Ceramizable EPDM composites have great applications in the fields of aerospace, automotive, power and energy industry due to their low density, high filling capacity, and exceptional aging and heat resistance. Additionally, ceramizable EPDM composites can form stable ceramic phases at elevated temperature and thus possess superior ablation resistance in comparison with traditional EPDM composites. This paper endeavors to summarize the current status and future perspectives of ceramizable EPDM composites, including the ceramization methods, mechanical properties, thermal insulation and ablation resistance. Currently, ceramization methods for EPDM composites mainly consist of the addition of reinforcing fillers and graft modification. The characteristics of different reinforcing fillers such as granular fillers, fiber fillers and carbon nanofillers are discussed, focusing on the preparation process and filler/EPDM compatibility.

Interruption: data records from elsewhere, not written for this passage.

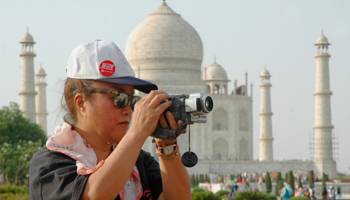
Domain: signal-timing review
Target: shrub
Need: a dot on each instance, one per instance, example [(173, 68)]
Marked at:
[(277, 188), (291, 181), (220, 193), (205, 195), (271, 197), (11, 196), (311, 178), (14, 189), (268, 183), (299, 197), (249, 195), (195, 190)]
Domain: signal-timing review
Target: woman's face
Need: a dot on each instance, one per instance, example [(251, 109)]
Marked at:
[(103, 118)]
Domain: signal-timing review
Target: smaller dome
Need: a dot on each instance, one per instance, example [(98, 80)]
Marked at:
[(215, 72), (265, 73), (27, 38), (40, 72), (322, 40)]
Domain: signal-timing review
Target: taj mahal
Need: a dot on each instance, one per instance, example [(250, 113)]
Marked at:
[(166, 50)]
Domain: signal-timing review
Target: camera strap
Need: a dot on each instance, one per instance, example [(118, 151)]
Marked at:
[(189, 159)]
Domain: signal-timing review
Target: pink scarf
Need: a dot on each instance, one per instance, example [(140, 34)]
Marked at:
[(69, 142)]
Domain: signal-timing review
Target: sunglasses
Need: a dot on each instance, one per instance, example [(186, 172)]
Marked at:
[(121, 99)]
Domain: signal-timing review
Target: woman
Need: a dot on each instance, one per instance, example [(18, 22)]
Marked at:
[(95, 154)]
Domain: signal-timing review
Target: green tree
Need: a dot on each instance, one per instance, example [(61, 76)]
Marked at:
[(268, 183), (207, 178), (14, 127), (324, 178), (311, 178), (193, 181), (196, 180), (201, 178), (291, 181), (280, 184), (300, 185), (15, 160), (19, 140), (277, 188)]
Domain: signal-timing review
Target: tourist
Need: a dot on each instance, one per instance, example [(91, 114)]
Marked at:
[(312, 192), (325, 193), (286, 192), (95, 154), (338, 193), (306, 193), (331, 193)]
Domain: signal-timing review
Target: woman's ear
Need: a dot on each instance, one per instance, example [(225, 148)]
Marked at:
[(79, 103)]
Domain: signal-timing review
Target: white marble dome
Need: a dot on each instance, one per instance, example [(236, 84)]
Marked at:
[(265, 73), (164, 40), (27, 38), (215, 72), (322, 40)]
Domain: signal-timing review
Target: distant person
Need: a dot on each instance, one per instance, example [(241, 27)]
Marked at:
[(306, 193), (325, 193), (331, 192), (312, 192), (286, 192), (95, 154), (338, 193)]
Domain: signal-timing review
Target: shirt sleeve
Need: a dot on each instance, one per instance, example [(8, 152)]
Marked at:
[(53, 175), (153, 174)]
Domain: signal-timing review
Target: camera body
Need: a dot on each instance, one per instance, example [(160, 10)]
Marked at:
[(190, 108)]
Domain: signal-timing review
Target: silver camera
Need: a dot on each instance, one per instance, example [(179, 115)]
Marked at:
[(190, 108)]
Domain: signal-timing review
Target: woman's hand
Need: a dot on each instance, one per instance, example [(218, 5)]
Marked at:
[(147, 112), (173, 125)]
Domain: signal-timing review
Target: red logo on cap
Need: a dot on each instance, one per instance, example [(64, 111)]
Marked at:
[(107, 68)]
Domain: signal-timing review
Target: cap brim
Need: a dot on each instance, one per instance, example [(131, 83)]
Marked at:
[(142, 85)]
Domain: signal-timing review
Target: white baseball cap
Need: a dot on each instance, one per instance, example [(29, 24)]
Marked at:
[(103, 61)]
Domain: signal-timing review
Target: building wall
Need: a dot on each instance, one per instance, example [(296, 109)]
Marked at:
[(233, 167)]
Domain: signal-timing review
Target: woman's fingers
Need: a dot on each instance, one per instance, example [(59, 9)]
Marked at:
[(162, 122), (179, 123), (171, 119)]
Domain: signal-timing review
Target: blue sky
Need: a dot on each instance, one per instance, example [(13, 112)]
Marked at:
[(245, 36)]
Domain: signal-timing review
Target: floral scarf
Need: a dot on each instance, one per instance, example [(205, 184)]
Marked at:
[(69, 142)]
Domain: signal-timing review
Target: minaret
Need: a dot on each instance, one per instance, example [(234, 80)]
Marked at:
[(266, 147), (27, 91), (40, 101), (324, 162)]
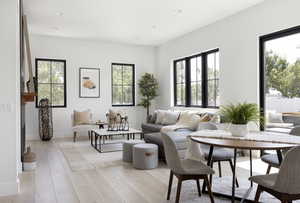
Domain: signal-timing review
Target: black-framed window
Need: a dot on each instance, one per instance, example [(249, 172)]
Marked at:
[(51, 81), (123, 84), (275, 70), (196, 80), (180, 82)]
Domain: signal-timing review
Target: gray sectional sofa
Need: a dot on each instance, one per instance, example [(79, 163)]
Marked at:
[(152, 135)]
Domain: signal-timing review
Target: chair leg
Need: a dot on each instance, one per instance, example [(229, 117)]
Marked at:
[(209, 189), (268, 169), (220, 169), (210, 176), (74, 136), (198, 187), (178, 190), (170, 185), (231, 166), (257, 195)]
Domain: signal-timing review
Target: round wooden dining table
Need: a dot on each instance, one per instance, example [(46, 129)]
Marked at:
[(236, 144)]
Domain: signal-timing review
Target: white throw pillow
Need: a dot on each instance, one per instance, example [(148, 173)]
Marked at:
[(160, 116), (170, 117), (274, 117), (189, 120)]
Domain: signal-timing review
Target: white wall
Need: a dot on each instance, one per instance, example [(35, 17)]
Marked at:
[(10, 96), (94, 54), (237, 37)]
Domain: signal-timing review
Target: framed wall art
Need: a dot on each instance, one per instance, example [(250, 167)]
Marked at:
[(89, 82)]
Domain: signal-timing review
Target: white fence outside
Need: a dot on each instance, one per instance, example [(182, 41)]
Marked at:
[(282, 104)]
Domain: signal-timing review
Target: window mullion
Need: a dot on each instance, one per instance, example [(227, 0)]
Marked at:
[(188, 90)]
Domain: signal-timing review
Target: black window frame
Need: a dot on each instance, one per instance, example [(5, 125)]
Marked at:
[(133, 84), (262, 72), (204, 81), (64, 84)]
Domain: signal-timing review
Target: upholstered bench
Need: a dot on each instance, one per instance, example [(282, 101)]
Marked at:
[(127, 149), (145, 156)]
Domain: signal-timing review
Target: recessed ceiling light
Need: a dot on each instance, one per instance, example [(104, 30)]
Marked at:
[(55, 28), (179, 11), (59, 13)]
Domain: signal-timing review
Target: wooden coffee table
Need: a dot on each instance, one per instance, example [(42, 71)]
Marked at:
[(98, 137)]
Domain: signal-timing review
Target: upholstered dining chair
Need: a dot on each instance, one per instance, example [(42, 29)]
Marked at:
[(184, 169), (272, 159), (284, 185), (219, 154)]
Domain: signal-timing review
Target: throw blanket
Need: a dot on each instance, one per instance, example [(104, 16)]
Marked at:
[(171, 128)]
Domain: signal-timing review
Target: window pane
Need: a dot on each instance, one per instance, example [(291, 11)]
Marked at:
[(43, 71), (212, 92), (122, 84), (117, 75), (196, 93), (180, 71), (58, 95), (117, 95), (127, 75), (180, 100), (44, 92), (57, 72), (127, 90), (194, 69)]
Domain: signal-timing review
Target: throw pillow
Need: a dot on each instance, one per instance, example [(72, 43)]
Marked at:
[(152, 118), (83, 117), (170, 117), (189, 120), (160, 116)]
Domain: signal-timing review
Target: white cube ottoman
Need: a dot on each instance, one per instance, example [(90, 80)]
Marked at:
[(127, 149), (145, 156)]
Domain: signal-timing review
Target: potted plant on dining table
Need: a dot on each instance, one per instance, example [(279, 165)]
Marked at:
[(239, 115)]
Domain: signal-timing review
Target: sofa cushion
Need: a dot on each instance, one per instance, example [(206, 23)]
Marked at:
[(151, 127), (190, 120), (170, 117), (160, 114)]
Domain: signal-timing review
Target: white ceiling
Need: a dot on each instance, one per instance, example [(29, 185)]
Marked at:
[(143, 22)]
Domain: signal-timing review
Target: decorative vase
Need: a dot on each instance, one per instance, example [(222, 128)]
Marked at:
[(239, 130)]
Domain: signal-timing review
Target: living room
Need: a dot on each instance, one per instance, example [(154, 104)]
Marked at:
[(204, 60)]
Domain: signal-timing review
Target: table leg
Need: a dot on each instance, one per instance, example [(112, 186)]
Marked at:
[(92, 132), (96, 140), (251, 173), (279, 154), (209, 162), (100, 137), (233, 177)]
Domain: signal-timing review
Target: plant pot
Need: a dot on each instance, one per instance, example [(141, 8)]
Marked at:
[(239, 130)]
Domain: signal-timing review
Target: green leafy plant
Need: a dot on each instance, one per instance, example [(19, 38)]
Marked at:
[(241, 113), (148, 88)]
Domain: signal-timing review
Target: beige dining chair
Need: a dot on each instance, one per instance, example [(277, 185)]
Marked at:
[(284, 185), (219, 154), (184, 169), (272, 159)]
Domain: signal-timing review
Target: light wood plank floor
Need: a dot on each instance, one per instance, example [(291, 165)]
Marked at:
[(62, 177)]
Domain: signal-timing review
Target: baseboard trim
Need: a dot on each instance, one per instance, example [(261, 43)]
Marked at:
[(9, 188)]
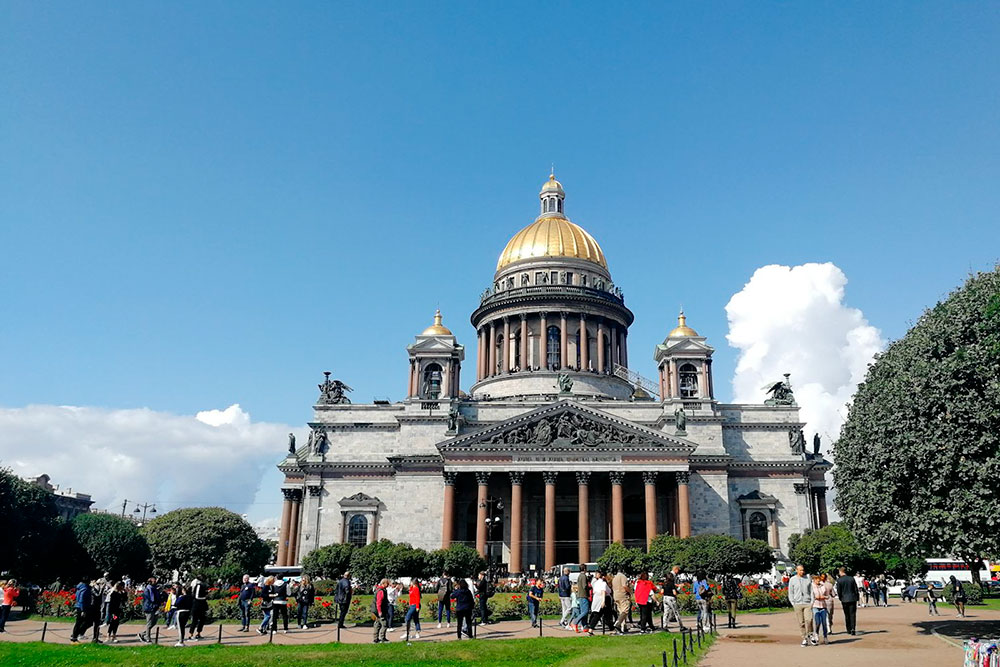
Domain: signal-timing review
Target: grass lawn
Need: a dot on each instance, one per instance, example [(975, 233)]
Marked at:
[(610, 651)]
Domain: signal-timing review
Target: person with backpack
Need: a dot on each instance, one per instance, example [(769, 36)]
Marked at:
[(464, 604), (342, 596), (380, 612), (732, 593), (444, 590), (305, 597), (247, 591), (151, 600)]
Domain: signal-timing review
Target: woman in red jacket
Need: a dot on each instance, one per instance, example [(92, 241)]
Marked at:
[(414, 611)]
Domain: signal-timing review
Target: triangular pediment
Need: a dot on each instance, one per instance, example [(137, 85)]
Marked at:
[(566, 426)]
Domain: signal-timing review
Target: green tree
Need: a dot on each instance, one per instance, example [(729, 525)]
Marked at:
[(28, 528), (919, 454), (328, 562), (458, 560), (831, 547), (211, 541), (110, 543), (619, 558)]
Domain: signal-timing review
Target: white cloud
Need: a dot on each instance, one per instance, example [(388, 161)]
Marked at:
[(794, 320), (217, 457)]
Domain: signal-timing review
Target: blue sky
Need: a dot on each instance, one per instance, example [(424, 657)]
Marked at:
[(211, 203)]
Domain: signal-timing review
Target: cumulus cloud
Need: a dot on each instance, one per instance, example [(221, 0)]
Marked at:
[(795, 320), (217, 457)]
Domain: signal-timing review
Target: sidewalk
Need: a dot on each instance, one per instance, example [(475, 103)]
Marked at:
[(902, 635)]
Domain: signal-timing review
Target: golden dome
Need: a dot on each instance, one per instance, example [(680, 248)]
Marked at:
[(682, 328), (552, 237), (437, 329)]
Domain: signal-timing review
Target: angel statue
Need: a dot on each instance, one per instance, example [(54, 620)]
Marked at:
[(781, 392)]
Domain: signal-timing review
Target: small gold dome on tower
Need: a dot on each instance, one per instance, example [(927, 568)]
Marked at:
[(437, 329), (682, 328)]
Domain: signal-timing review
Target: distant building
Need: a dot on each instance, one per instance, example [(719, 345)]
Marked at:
[(68, 503)]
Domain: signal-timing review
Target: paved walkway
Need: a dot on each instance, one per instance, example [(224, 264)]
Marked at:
[(902, 635)]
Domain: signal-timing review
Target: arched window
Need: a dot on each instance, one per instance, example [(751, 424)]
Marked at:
[(688, 376), (357, 530), (758, 526), (553, 348), (432, 381)]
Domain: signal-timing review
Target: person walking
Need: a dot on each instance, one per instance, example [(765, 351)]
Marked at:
[(266, 605), (115, 610), (598, 598), (380, 612), (182, 612), (847, 592), (703, 598), (413, 611), (731, 593), (819, 608), (392, 591), (464, 604), (247, 591), (304, 597), (8, 596), (535, 593), (279, 605), (958, 597), (800, 596), (342, 596), (485, 593), (444, 590), (670, 609), (151, 600), (199, 607), (645, 599), (620, 592), (565, 598), (932, 598)]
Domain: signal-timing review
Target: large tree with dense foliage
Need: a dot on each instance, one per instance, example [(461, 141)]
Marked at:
[(328, 562), (715, 554), (832, 547), (210, 541), (28, 528), (457, 560), (109, 543), (918, 458)]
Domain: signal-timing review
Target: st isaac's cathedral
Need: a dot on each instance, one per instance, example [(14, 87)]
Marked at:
[(560, 448)]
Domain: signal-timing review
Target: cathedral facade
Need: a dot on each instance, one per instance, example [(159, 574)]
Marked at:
[(559, 448)]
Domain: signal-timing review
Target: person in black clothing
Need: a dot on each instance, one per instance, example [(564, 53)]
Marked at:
[(483, 589), (199, 607), (279, 605), (247, 591), (464, 604), (847, 591), (342, 596), (732, 594), (115, 609), (305, 596)]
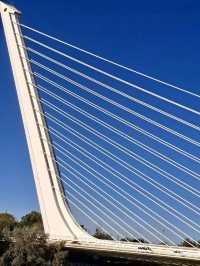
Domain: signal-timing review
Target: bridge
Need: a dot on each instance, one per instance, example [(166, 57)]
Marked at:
[(120, 153)]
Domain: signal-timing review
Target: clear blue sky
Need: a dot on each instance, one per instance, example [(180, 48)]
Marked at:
[(159, 38)]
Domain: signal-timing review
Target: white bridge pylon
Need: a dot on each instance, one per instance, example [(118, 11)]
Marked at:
[(57, 219), (50, 180)]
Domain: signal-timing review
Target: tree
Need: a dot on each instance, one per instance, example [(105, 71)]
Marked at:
[(29, 248), (99, 233), (7, 221)]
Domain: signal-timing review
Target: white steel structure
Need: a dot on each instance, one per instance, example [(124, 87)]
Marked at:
[(58, 221)]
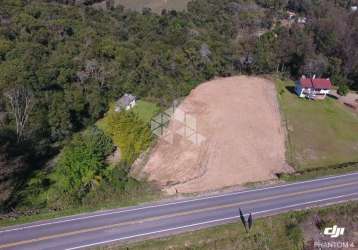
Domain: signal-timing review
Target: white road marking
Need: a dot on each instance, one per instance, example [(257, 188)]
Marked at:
[(171, 203), (208, 222)]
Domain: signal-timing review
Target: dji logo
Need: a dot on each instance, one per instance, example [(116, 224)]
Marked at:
[(334, 231)]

In addition, the mechanical properties, thermal insulation and ablation resistance achieved by different ceramization methods together with the strengthening and ablative mechanism are analytically compared and discussed. Tensile strength reinforced by granular fillers is lower than that of fiber fillers due to their poor compatibility, while carbon nanomaterials endow EPDM composites with better ablation resistance but poor thermal insulation because of the permeable networks. Graft modification can improve the mechanical properties and thermal insulation, but it is limited by the lower ceramic yield. The recorded data and proposed analysis would provide fundamental guidance for the design and development of novel ceramizable EPDM composites.